Holding the shipowner accountable in such situations is extremely difficult, according to Manoj. “It’s difficult to even find them. From the ship’s registered address, there’s a chain to the final owner that can be hard to trace,” he says. According to ILO’s database, the Qatar government has said that they had initiated action against the chairman of the company that previously owned the ship. It also said that several arrest warrants have already been issued against the chairman, and the company has been blacklisted since February 2017. However, as of October 2020, authorities were not able to capture the chairman.
Manoj says that incidents like these must act as a wake-up call for ILO and other maritime stakeholders to address the gaps in the implementation of maritime labour laws. “Often, unscrupulous ship owners and exploitative agents who help them hire seafarers to get away with their offences relatively easily. It’s the crew members who are most vulnerable, and are penalised the most,” he says.

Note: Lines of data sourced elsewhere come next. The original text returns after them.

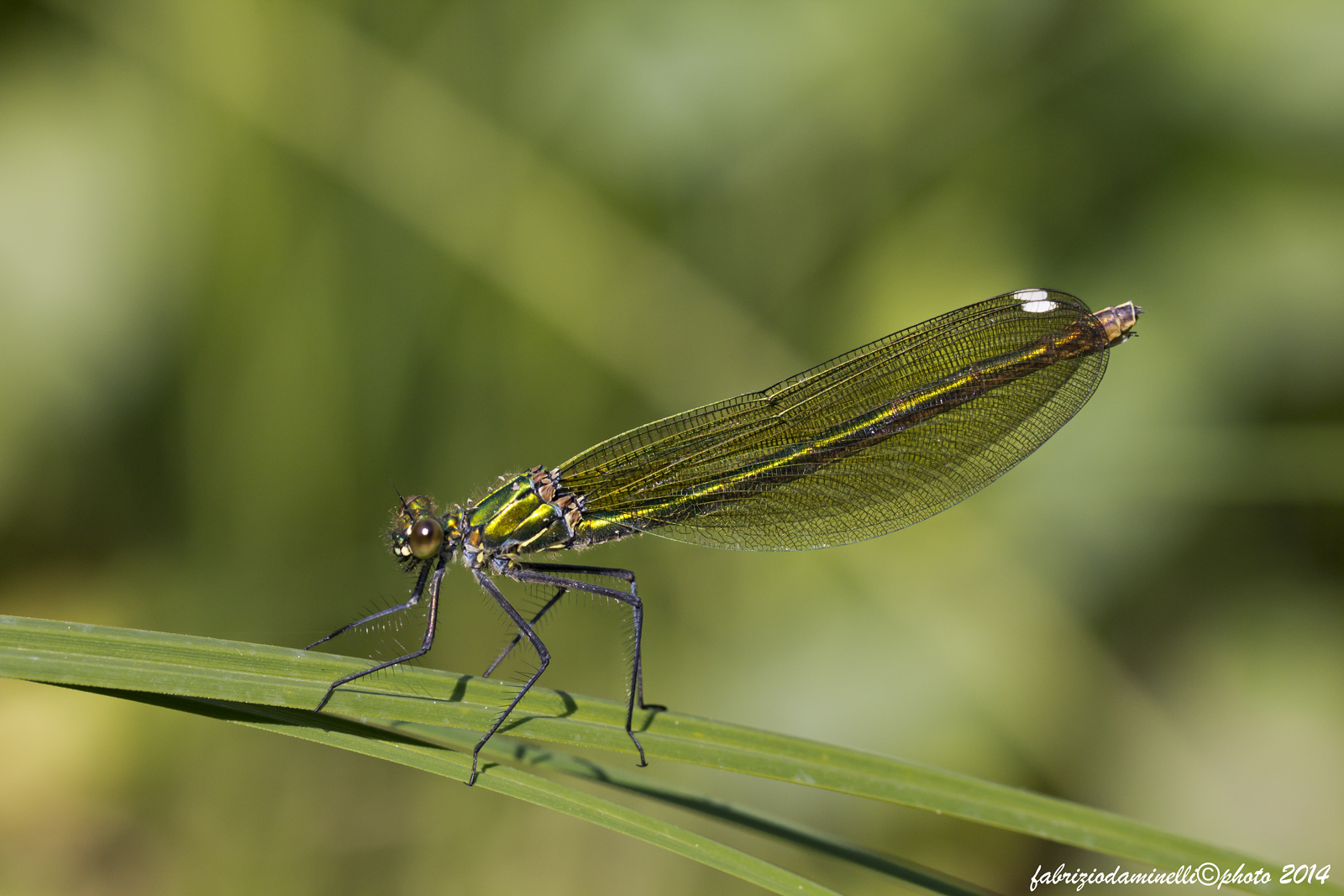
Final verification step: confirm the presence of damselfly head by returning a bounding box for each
[387,495,457,564]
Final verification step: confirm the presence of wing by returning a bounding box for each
[559,291,1107,551]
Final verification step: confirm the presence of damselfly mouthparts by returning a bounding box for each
[307,289,1142,784]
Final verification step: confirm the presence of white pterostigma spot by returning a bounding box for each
[1013,289,1059,314]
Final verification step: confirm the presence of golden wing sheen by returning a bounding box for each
[559,291,1131,551]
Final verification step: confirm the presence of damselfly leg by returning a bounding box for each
[466,569,548,786]
[313,553,449,709]
[508,563,667,766]
[481,563,667,712]
[304,565,432,650]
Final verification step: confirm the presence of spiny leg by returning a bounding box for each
[466,569,551,787]
[508,563,654,766]
[313,553,448,712]
[511,563,668,712]
[481,589,566,679]
[304,563,430,650]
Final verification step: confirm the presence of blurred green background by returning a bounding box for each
[0,0,1344,896]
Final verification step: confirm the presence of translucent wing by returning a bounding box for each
[559,291,1107,551]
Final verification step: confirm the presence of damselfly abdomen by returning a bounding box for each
[309,289,1142,783]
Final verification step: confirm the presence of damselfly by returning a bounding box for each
[307,289,1142,783]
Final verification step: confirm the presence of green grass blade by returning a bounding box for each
[375,721,996,896]
[66,686,838,896]
[0,616,1311,896]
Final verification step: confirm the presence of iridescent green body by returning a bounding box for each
[309,289,1141,783]
[435,292,1134,569]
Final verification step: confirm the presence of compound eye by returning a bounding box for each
[407,516,444,560]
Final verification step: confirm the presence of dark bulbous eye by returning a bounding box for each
[407,516,444,560]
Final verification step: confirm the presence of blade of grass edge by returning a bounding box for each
[368,721,999,896]
[66,685,840,896]
[0,616,1311,896]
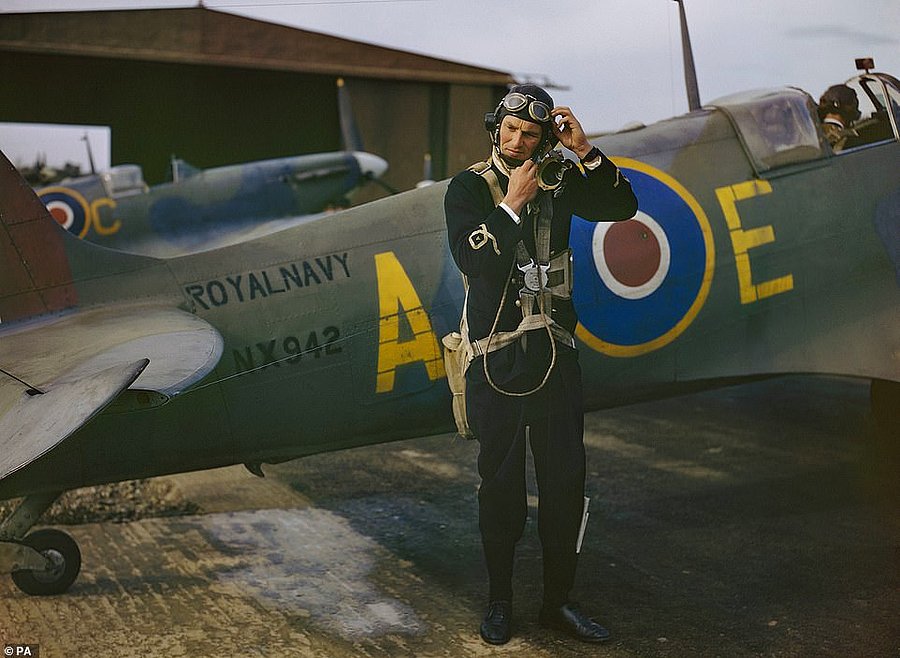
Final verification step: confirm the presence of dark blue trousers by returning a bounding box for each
[466,348,585,607]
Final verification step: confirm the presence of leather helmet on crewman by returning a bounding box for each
[484,84,554,151]
[818,85,860,126]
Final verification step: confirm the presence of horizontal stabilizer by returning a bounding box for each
[0,359,149,480]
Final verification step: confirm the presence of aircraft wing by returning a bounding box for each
[0,305,222,480]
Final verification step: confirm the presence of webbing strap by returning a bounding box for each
[471,313,575,356]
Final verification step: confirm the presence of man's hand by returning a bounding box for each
[550,106,591,158]
[503,160,538,215]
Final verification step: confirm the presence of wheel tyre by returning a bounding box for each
[12,528,81,596]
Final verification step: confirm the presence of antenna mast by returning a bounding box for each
[673,0,700,112]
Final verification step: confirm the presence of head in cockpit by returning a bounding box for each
[819,85,859,128]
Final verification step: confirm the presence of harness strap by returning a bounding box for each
[471,313,575,357]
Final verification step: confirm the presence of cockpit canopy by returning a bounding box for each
[710,87,828,173]
[709,73,900,174]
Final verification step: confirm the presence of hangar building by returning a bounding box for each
[0,6,514,201]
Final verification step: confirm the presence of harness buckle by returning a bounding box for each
[517,259,550,293]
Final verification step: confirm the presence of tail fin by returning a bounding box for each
[337,78,364,151]
[0,153,78,323]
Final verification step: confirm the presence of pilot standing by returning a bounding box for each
[444,85,637,644]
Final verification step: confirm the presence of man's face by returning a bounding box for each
[500,114,541,164]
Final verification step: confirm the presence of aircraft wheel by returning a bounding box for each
[12,528,81,596]
[869,379,900,441]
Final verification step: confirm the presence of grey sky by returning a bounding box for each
[0,0,900,167]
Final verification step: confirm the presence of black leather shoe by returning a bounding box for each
[538,603,609,642]
[481,601,512,644]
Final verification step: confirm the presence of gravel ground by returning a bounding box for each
[0,479,200,525]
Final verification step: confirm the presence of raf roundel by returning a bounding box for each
[40,187,90,238]
[571,158,715,357]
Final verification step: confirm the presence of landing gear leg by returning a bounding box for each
[0,491,81,596]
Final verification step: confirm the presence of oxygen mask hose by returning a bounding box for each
[481,260,556,398]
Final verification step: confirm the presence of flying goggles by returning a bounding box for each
[500,91,550,123]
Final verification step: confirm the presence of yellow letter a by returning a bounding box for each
[375,251,445,393]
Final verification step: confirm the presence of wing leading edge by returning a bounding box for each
[0,305,222,480]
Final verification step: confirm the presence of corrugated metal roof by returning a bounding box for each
[0,7,514,85]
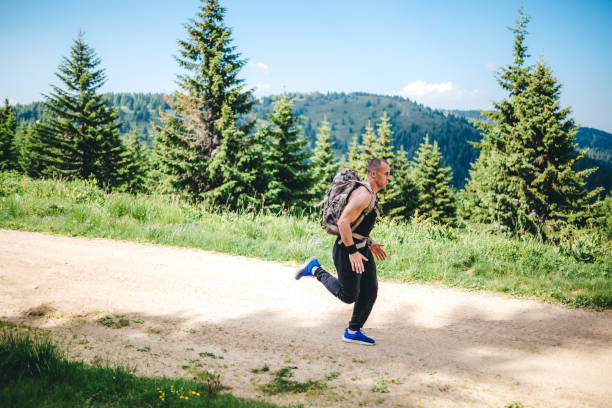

Shaheen Sayeed, an activist who has worked with stranded seafarers on multiple occasions, notes that becoming a seafarer involves huge investment. “To be a seafarer, one has to spend around Rs 5 to 6 lakh for education. Agents who promise lucrative foreign jobs to Indian seafarers also collect around Rs 3 to 4 lakh for a job. After spending so much money, very few succeed, while some, as in the case of ULA, are stuck in abandoned ships without salaries for more than a year. The seafarers complain that what they are going through is modern-day slavery,” she says.
However, there is still hope in this case, Manoj says than many other episodes that are far more distressing. “Right now, at least there’s a possibility of the cargo being sold and the seafarers being repatriated with partial salaries,” he says.